In C. S. Lewis’ book, Mere Christianity, he makes this case well: “(Many) people say about Him (Jesus): "I’m ready to accept Jesus as a great moral teacher but I don’t accept His claim to be God." That is the one thing we must not say. A man who was merely a man and said the sort of things Jesus said would not be a great moral teacher. He would either be a lunatic on a level with the man who says he is a poached egg or else he would be the Devil of Hell. You must make your choice. Either this man was, and is, the Son of God: or else a madman or something worse. You can shut Him up for a fool, you can spit at Him and kill Him as a demon; or you can fall at His feet and call Him Lord and God. But let us not come with any patronizing nonsense about His being a great human teacher. He has not left that open to us. He did not intend to.”

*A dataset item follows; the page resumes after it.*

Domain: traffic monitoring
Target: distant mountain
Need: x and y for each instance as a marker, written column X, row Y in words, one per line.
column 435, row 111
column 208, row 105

2. Here are our choices about Jesus:

A. He was a Legend. If Jesus did not really live, then the reports of His existence are a lie. This is all nothing more than a legend. The evidence, though, does not really let us come to that conclusion. For we have more literary and historical evidence of Jesus’ existence than we do for Homer, Plato, Aristotle and Julius Caesar combined. Yet, we all believe that they existed.

            B. He was a Liar. If Jesus did exist, but He knew that His claim to be God was not true, then He was a liar. He was a deceiver trying make himself something he was not.

            C. He was a Lunatic. If Jesus did exist, but He did not know that His claim to be God was not true, then He was a lunatic. He was nothing more than a madman who was suffering from delusions of grandeur.

D. He is Lord.  If Jesus did exist and His claim to be God is true, then He is nothing less than Lord. He is the Lord of life, holding all life in His hands. Thus, the testimony of Paul in Philippians 2:5-11 is correct: Philippians 2:5-11… So the real question is…

3. What will you do with Jesus? We are coming to the time of the year that people make a casual acknowledgment about Jesus. We will have a large attendance on Easter morning with many visitors. And we will speak of resurrection, and they will hear and find some comfort, but most will probably consider it symbolic and not real. But not us!

For it is the resurrection that proves it once for all that Jesus is God. For if He is not, we are without hope. But we do have hope, for eternity.

In C. S. Lewis great series, The Chronicles of Narnia, he creatively describes to us what our hope is and what eternity will be like: At the end of Lewis’ book The Last Battle, Aslan the Lion (who is the character of Jesus) tells Peter, Edmund, and Lucy there has been a railroad accident and they are dead.

Here is what it says: “And as he [Aslan] spoke he no longer looked to them like a lion; but the things that began to happen after that were so great and beautiful that I cannot write them. And for us this is the end of all the stories, and we can most truly say that they all lived happily ever after. But for them it was only the beginning of the real story. All their life in this world and all their adventures in Narnia had only been the cover and title page: now at last they were begin-ning Chapter One of the Great Story which no one on earth has read: which goes on for ever: in which every chapter is better than the one before.”

God will grant you such a future as well, when you hear His word and believe Him who sent Jesus. You too will have eternal life, where each moment is better than the one before.